# Amf westpoint 1



## doctor

HI ALL, just discovered this in my in-laws basement.....what can anyone tell me about it.
almost no rust , rotted tires and just really dirty.AMF westpoint 1..
.


----------



## doctor

WOW nobody know about this bike ??????? what year ,worth, ETC.????


----------



## 30thtbird

Late 60's, probably 68 or 69. Long framed version of the AMF. The condition is great, just a single speed bike. Multi speed bikes are what usual sell better. Although, I would love to have this one, just probably couldn't afford it right now.


----------



## slingshot dude

i would LLLOOOVVVEE the sissy bar lol!


----------



## doctor

30thtbird , what do you think this bike is worth.....the picture i posted is right out of the basement not even cleaned or polished.


----------



## partsguy

Patience, its only worth what someone is willing to pay.
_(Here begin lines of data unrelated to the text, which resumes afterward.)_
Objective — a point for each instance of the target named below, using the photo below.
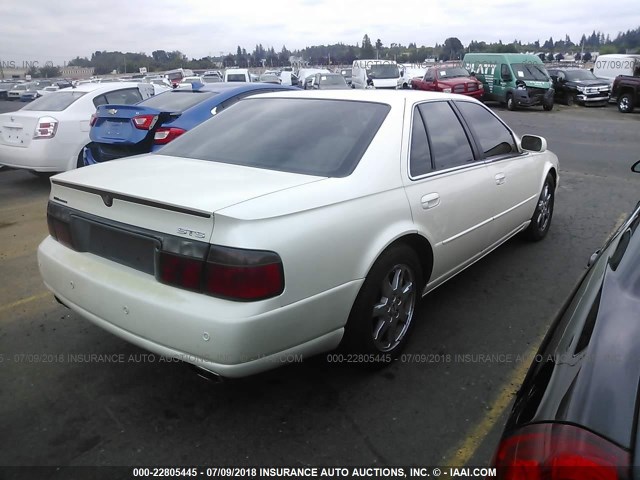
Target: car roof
(101, 87)
(391, 97)
(231, 87)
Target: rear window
(318, 137)
(55, 101)
(177, 100)
(236, 77)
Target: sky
(44, 30)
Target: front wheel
(541, 218)
(625, 103)
(382, 315)
(569, 99)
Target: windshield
(176, 100)
(381, 70)
(530, 71)
(453, 72)
(318, 137)
(580, 75)
(332, 80)
(236, 77)
(55, 102)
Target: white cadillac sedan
(258, 238)
(50, 133)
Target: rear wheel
(625, 103)
(382, 315)
(80, 160)
(541, 219)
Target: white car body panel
(328, 233)
(18, 148)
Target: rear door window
(449, 143)
(494, 137)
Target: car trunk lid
(176, 194)
(17, 128)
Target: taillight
(144, 122)
(243, 274)
(232, 273)
(165, 134)
(181, 271)
(559, 452)
(46, 128)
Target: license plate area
(121, 246)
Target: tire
(80, 161)
(569, 99)
(625, 103)
(383, 312)
(541, 218)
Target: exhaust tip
(207, 375)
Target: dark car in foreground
(123, 130)
(577, 85)
(576, 415)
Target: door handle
(430, 200)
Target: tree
(50, 72)
(452, 49)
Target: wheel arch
(419, 244)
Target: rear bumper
(591, 98)
(231, 339)
(523, 99)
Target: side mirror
(533, 143)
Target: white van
(610, 66)
(305, 74)
(237, 75)
(375, 74)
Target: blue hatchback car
(123, 130)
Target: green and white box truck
(514, 79)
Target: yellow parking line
(463, 452)
(32, 298)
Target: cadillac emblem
(107, 199)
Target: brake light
(232, 273)
(60, 230)
(144, 122)
(46, 128)
(166, 134)
(559, 452)
(243, 274)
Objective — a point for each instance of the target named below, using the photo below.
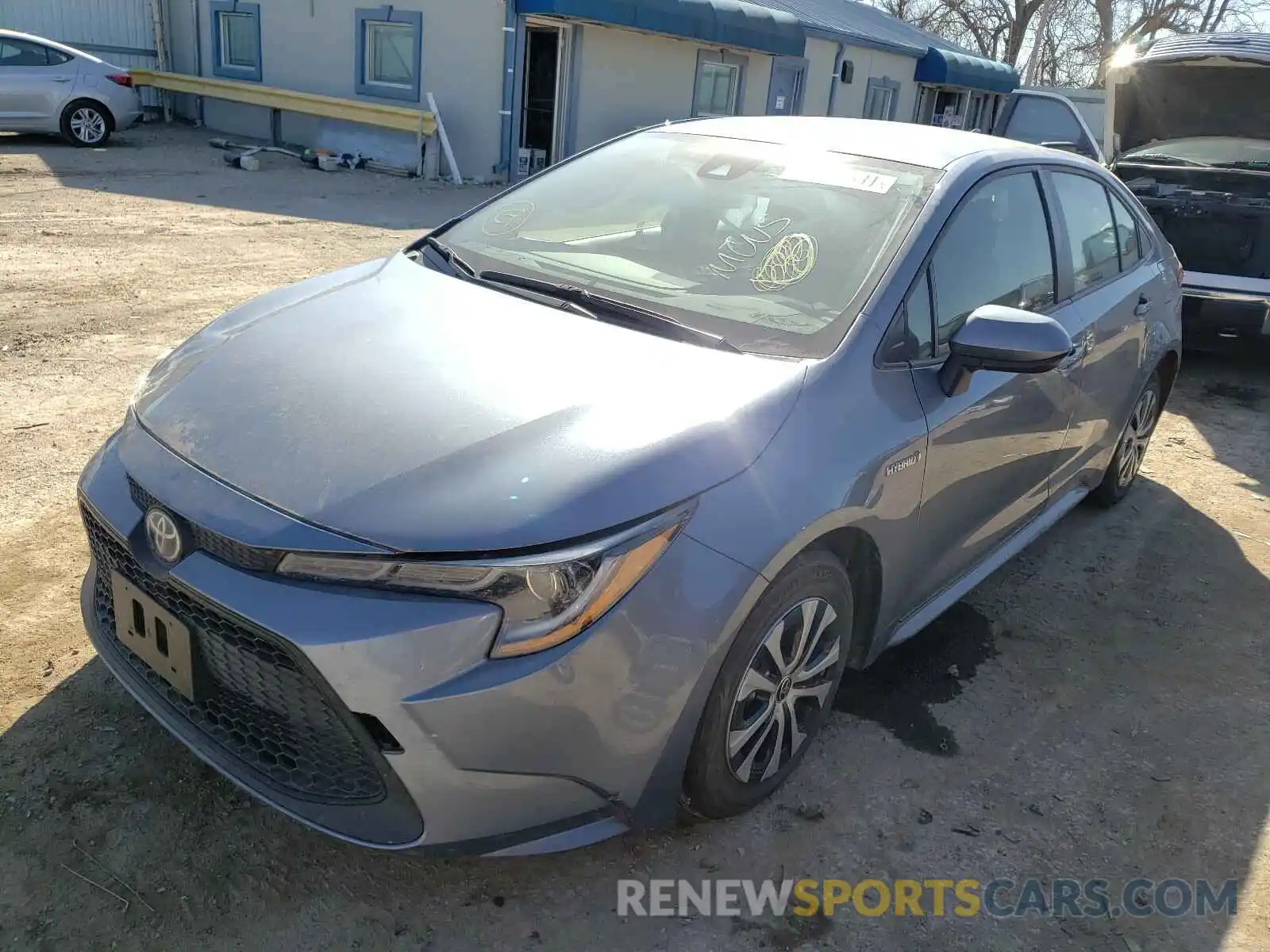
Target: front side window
(718, 88)
(1091, 235)
(996, 251)
(389, 52)
(235, 40)
(1128, 234)
(770, 247)
(21, 52)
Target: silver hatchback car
(572, 514)
(48, 86)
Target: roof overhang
(945, 67)
(728, 23)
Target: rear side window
(996, 251)
(1037, 120)
(1091, 232)
(1128, 234)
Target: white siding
(821, 76)
(632, 79)
(874, 63)
(311, 48)
(84, 25)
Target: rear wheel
(87, 124)
(775, 689)
(1132, 448)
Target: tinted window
(911, 336)
(772, 247)
(1090, 230)
(1037, 120)
(995, 251)
(1130, 235)
(19, 52)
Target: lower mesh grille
(256, 700)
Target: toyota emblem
(164, 536)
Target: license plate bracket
(154, 635)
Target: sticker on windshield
(838, 175)
(787, 263)
(508, 220)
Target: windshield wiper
(1250, 164)
(598, 305)
(1162, 159)
(448, 255)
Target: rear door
(992, 448)
(35, 83)
(1047, 120)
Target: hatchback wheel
(1132, 448)
(86, 124)
(775, 689)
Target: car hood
(425, 413)
(1166, 99)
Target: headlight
(546, 600)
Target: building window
(389, 48)
(235, 40)
(721, 83)
(882, 97)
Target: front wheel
(775, 689)
(1132, 448)
(86, 124)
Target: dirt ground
(1098, 708)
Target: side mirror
(1007, 340)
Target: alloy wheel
(88, 125)
(1137, 437)
(784, 691)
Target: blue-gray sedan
(572, 514)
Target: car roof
(908, 143)
(46, 41)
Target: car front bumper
(518, 755)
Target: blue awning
(728, 23)
(945, 67)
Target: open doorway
(543, 103)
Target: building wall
(821, 55)
(876, 63)
(311, 46)
(630, 79)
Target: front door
(785, 93)
(994, 447)
(35, 82)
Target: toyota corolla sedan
(572, 514)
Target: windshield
(1206, 150)
(772, 248)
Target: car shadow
(177, 164)
(1123, 695)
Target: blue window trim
(387, 14)
(884, 83)
(229, 70)
(723, 56)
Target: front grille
(256, 698)
(241, 556)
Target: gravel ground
(1098, 708)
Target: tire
(87, 124)
(730, 767)
(1122, 473)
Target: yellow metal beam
(391, 117)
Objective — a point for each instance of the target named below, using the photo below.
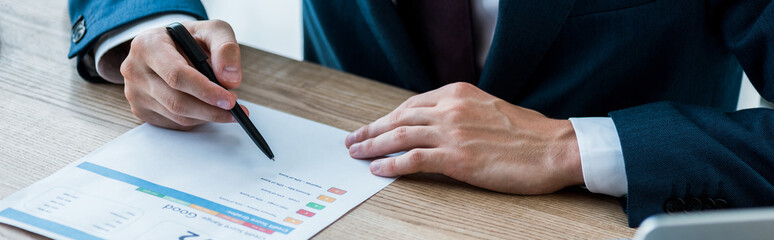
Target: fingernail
(231, 73)
(353, 149)
(350, 139)
(375, 165)
(223, 104)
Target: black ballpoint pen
(198, 58)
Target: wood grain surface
(49, 118)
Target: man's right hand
(165, 90)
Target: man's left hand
(467, 134)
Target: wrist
(566, 154)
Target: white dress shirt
(600, 148)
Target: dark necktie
(441, 30)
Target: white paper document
(211, 182)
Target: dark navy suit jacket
(667, 71)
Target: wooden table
(49, 118)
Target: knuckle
(456, 112)
(220, 24)
(401, 134)
(172, 77)
(137, 112)
(458, 133)
(414, 159)
(174, 105)
(367, 145)
(222, 116)
(131, 96)
(396, 117)
(183, 121)
(364, 132)
(127, 67)
(459, 88)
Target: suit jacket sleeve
(685, 158)
(93, 18)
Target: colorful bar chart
(194, 202)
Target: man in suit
(631, 98)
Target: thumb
(227, 65)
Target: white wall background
(275, 26)
(270, 25)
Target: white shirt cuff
(601, 155)
(109, 68)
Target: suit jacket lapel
(387, 28)
(524, 32)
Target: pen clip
(186, 42)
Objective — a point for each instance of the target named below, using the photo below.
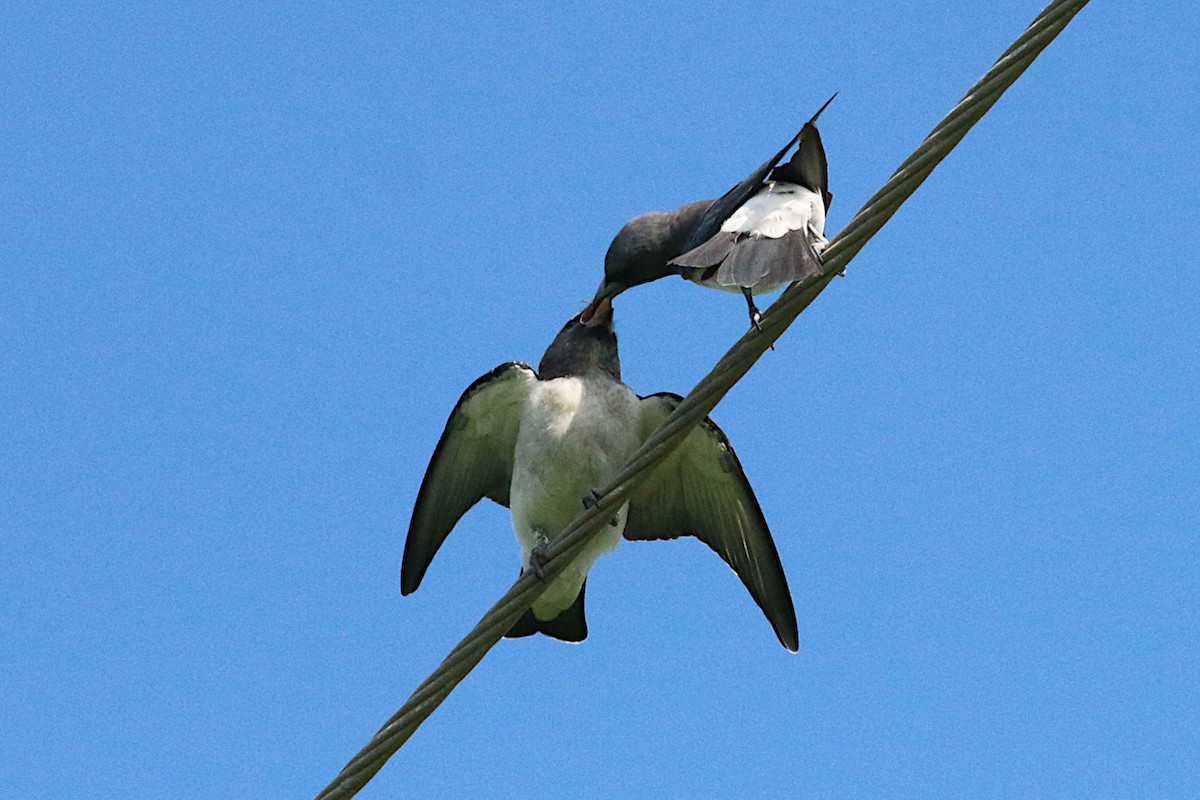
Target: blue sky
(252, 256)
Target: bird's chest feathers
(777, 211)
(575, 432)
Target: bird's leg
(755, 316)
(592, 499)
(819, 245)
(538, 554)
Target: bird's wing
(732, 200)
(808, 166)
(701, 491)
(711, 223)
(473, 459)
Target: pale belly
(575, 433)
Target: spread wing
(809, 163)
(701, 491)
(473, 459)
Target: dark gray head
(642, 248)
(582, 347)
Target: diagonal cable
(707, 394)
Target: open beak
(598, 313)
(604, 299)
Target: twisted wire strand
(707, 394)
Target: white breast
(777, 210)
(575, 432)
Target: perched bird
(541, 443)
(763, 233)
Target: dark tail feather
(569, 626)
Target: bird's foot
(592, 499)
(538, 555)
(755, 314)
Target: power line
(707, 394)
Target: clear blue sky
(250, 258)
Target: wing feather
(473, 459)
(701, 491)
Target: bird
(763, 233)
(541, 441)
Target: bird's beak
(603, 300)
(598, 313)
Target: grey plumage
(540, 443)
(761, 234)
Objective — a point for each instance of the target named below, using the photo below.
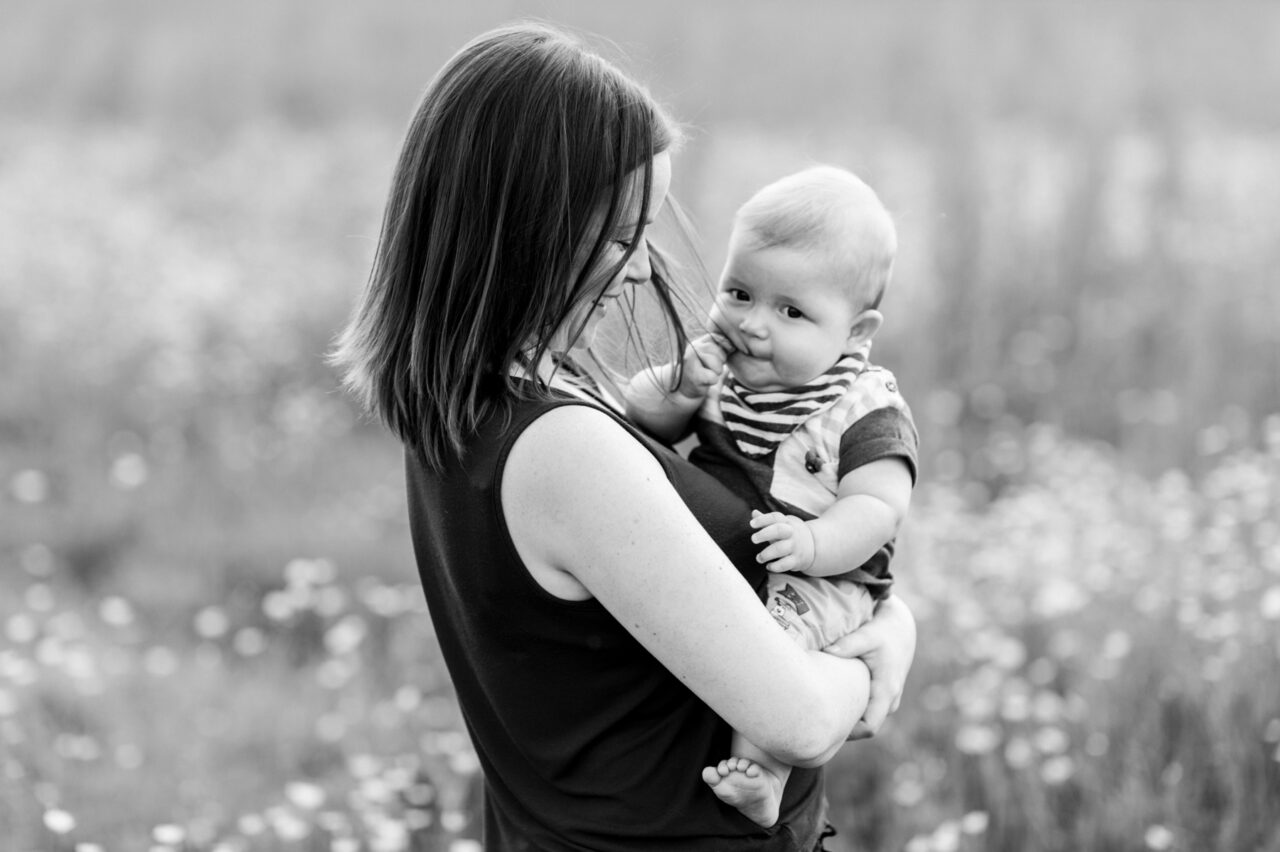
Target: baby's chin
(754, 374)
But, most people probably would pay about $100 give or take. Its unique, complete, rare, but not incredibily valueable. As said earlier, this is really a base model other than that sissy bar.


----------



## 30thtbird

Hey Doc. There is a bike like this one but a 3 speed and no tall sissy bar on craigslist listed for 150.00 and hasn't sold in over a week. I can supply the link if you need it. I'm leaning towards the 150.00 to 175.00 range. It's got 2 or 3 things going for it. 1. long frame 2. sissy bar 3. condition. I might be interested if we could work something out. I'll pm you and we can go from there. Kenny.


----------



## doctor

hey guys , my mother -in -law brought down my wifes bike from the basement.maybe 67-69, a westpoint girls bike ,purple ,banana seat, no sissy bar but this bike is in  terrific  condition. I'll post pics soon.


----------



## 68avenger5

I have a Westpoint 5 that is a rebadged Avenger 5 and was told by the person I bought it from it was made for a department store somewhere,I would like to find out just who they were made for.


----------



## Clay Walker

i live 30 minute from the factory and since they are made in arkansas they sell really well here and can some time reach stingray prices


----------